Just as impressive are the six spacious advanced-procedure surgical suites, with a dedicated 20-room unit for outpatient cardiovascular procedures, 96 private inpatient rooms, and 32 cardiovascular critical-care rooms. What is really unique, Hirko said, is that the new ORs have everything necessary to perform multiple surgeries, such as bypasses and angioplasty procedures, at the same time, which in the past would have prompted moves to other parts of the hospital or a waiting game of the transportation of the machine to the patient or the patient to the machine.

Those can be critically important minutes in which life could be slipping away, he said, again referring to the case of the young man involved in the motorcycle accident.

The facilities at the Davis Center enable teams to take full advantage of new procedures that are revolutionizing vascular surgery, said Hirko, referencing, as just one example, a stent-graft procedure that involves the insertion of a lifesaving support mesh for patients suffering from aortic aneurysms (a weakening or ballooning of a blood vessel), which, if they lead to rupture, could prove fatal.

In the past, the high-risk operation would normally have been an ’open’ procedure, meaning actually opening the body up to reveal the weakened vessel, requiring a five-to six hour surgery and a stay of seven to nine days, starting in intensive care, followed by extensive rehab.

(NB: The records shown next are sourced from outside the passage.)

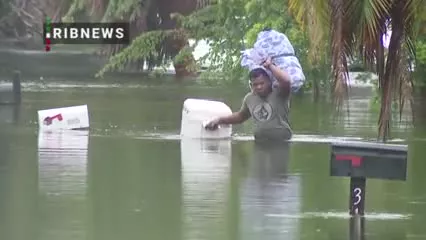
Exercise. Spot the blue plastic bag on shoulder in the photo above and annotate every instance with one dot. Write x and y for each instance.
(271, 43)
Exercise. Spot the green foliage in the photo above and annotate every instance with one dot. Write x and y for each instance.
(232, 26)
(143, 47)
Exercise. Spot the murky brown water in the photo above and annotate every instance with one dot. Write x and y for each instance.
(132, 178)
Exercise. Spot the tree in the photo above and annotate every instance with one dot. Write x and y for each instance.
(355, 28)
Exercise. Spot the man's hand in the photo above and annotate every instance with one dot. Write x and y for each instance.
(212, 125)
(267, 63)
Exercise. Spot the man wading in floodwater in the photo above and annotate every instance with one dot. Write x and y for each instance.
(268, 105)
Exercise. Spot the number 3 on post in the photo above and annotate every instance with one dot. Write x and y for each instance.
(357, 194)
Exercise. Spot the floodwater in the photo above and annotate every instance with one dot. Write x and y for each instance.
(131, 177)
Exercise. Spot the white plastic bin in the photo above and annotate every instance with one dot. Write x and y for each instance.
(75, 117)
(196, 112)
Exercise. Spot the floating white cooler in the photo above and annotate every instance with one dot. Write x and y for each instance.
(206, 167)
(197, 112)
(75, 117)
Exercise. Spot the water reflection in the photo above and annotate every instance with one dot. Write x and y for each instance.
(205, 170)
(9, 113)
(62, 163)
(271, 197)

“Now, the procedure is done percutaneously,” he noted, meaning it uses a specialized needle catheter, which introduces the wire stent to the blood vessel to stop the leak and support its weakened wall. The surgery is conducted in two to three hours, and the patient is eating that afternoon and home the next day.

But beyond getting input into how to equip the new heart and vascular center, Hirko and those working with him needed something else — buy-in on what amounts to a new way of doing business in health care, one that streamlines operations and removes many of the silos and egos that get in the way of cost-effective care.

Getting such buy-in wasn’t easy, but necessary, he said, adding that the operating philosophy in place at the center removes much of what he called “overlap” in the delivery of services. And as he continued his tour, Hirko harkened back to a slogan put to use extensively during the center’s construction: “it’s more than a building.”

It was used to convey the point that the facility is about much more than bricks, mortar, and glass — it’s also about a combined model of care that one can see while walking the hallways and visiting the ORs.

“There is always that inherent competition, and we found that, if we could just trust each other and work together, we actually took better care of the patient — and, as a sideline, we got busier,” said Hirko, adding, for example, that the Davis Family Heart & Vascular Center will be one of the few centers in the country to merge radiology and vascular services, which is leading to more innovative care.

Model of Efficiency

Probably the most descriptive buzzword for the new Davis Center is ’efficiency,’ said Hirko, returning one more time to that patient from the motorcycle accident.

That incident, and many others, provide solid evidence that the new center is, indeed, much more than a building. It’s a place where design, technology, and a new, innovative system based on collaboration, not competition, have all come together.

As a result, the facility is not merely state of the art, but state of the heart.